The EU late payment directive came into force on 16th March 2013 – this legislation appears to have teeth so you should use it to bite back.
But make sure you pay your creditors in good time too!
EU late payment directive
Three of the key points are:
- Enterprises will have to pay their invoices within 60 days, unless they expressly agree otherwise and if it is not grossly unfair.
- Enterprises will automatically be entitled to claim interest for late payment and will also be able to obtain a minimum fixed amount of €40 as compensation for recovery costs. They can claim compensation for all remaining reasonable recovery costs.

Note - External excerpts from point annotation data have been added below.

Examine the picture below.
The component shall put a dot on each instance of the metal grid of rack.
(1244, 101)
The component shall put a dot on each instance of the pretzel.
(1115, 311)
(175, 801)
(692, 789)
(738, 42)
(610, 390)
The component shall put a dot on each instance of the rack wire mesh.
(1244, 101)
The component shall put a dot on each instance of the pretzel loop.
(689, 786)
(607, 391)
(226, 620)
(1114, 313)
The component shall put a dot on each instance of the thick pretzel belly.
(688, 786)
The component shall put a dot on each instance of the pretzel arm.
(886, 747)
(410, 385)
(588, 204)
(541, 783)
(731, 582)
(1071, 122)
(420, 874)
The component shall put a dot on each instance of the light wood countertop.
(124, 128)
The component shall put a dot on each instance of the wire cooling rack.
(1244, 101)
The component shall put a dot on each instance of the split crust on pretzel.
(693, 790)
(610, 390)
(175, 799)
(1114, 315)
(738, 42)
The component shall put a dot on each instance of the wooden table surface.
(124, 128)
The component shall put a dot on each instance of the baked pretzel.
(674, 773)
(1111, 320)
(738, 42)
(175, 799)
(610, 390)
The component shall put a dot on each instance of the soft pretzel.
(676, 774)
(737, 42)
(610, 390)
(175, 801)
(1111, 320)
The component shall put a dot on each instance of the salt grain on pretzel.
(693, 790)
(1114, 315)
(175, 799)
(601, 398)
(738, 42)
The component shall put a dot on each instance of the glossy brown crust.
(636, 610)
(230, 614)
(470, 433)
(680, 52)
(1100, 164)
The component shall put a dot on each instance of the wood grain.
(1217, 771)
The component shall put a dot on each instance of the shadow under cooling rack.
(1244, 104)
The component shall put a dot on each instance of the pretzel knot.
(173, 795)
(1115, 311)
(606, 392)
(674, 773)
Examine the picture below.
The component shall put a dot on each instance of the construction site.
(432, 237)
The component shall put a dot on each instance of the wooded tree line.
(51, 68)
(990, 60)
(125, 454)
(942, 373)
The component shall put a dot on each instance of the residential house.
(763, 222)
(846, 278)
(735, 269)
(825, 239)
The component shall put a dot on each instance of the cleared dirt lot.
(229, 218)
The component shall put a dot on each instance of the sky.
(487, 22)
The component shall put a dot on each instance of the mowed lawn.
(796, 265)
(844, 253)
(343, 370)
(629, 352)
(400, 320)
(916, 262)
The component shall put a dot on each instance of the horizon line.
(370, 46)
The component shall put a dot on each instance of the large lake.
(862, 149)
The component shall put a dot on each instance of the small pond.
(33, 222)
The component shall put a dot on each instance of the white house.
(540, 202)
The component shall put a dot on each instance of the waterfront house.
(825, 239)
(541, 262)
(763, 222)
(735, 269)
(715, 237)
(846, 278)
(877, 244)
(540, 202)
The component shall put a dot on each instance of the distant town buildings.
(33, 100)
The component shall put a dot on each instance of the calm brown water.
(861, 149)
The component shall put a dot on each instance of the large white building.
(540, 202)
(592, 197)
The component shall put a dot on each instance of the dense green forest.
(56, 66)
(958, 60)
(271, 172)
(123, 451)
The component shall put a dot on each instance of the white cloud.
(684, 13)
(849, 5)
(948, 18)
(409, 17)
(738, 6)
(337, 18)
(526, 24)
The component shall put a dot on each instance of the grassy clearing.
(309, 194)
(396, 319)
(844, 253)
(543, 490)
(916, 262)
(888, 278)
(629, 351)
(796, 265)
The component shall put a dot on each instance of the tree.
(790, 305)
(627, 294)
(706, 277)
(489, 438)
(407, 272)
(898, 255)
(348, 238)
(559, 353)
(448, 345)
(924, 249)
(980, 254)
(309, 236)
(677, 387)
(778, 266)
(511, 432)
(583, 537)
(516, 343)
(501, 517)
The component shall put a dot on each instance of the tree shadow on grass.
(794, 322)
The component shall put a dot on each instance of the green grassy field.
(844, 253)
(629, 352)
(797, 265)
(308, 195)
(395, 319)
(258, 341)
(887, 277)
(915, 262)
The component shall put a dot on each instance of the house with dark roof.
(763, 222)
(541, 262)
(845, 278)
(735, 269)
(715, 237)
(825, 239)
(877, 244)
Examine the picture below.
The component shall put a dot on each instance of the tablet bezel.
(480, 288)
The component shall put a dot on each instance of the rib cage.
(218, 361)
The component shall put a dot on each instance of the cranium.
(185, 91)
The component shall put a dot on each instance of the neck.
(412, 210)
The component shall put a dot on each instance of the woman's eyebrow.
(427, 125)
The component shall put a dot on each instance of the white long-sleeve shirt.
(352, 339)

- The statutory interest rate for late payment will be increased to at least 8 percentage points above the European Central Bank’s reference. Public authorities are not allowed to fix an interest rate for late payment below this threshold.
Make these rules part of your credit management
Some of your customers may hold a balance of power in their dealings with you that allows them to negotiate longer than 60 days to pay. So be it.
Apart from these customers, everyone else should be paying within 60 days and if they fail then you can use this legislation to recover your money.
So warn your customers in advance but use the rules to your advantage and get paid quicker.
Don’t get bitten!
But don’t forget that the rules also apply to you and your creditors, so make sure you pay them on time!
How QuickBooks can help you benefit
Using QuickBooks you can incorporate references to the EU late payment directive into the documents you send to clients. For example, a reference can be included in the invoice template and also in the standard emails that accompany invoices and statements when these are emailed to clients.
On the creditor side, a regular review of the aged creditors report will reveal whether any suppliers’ bills are getting close to 60 days old.[Image courtesy of naypong/ FreeDigitalPhotos.net]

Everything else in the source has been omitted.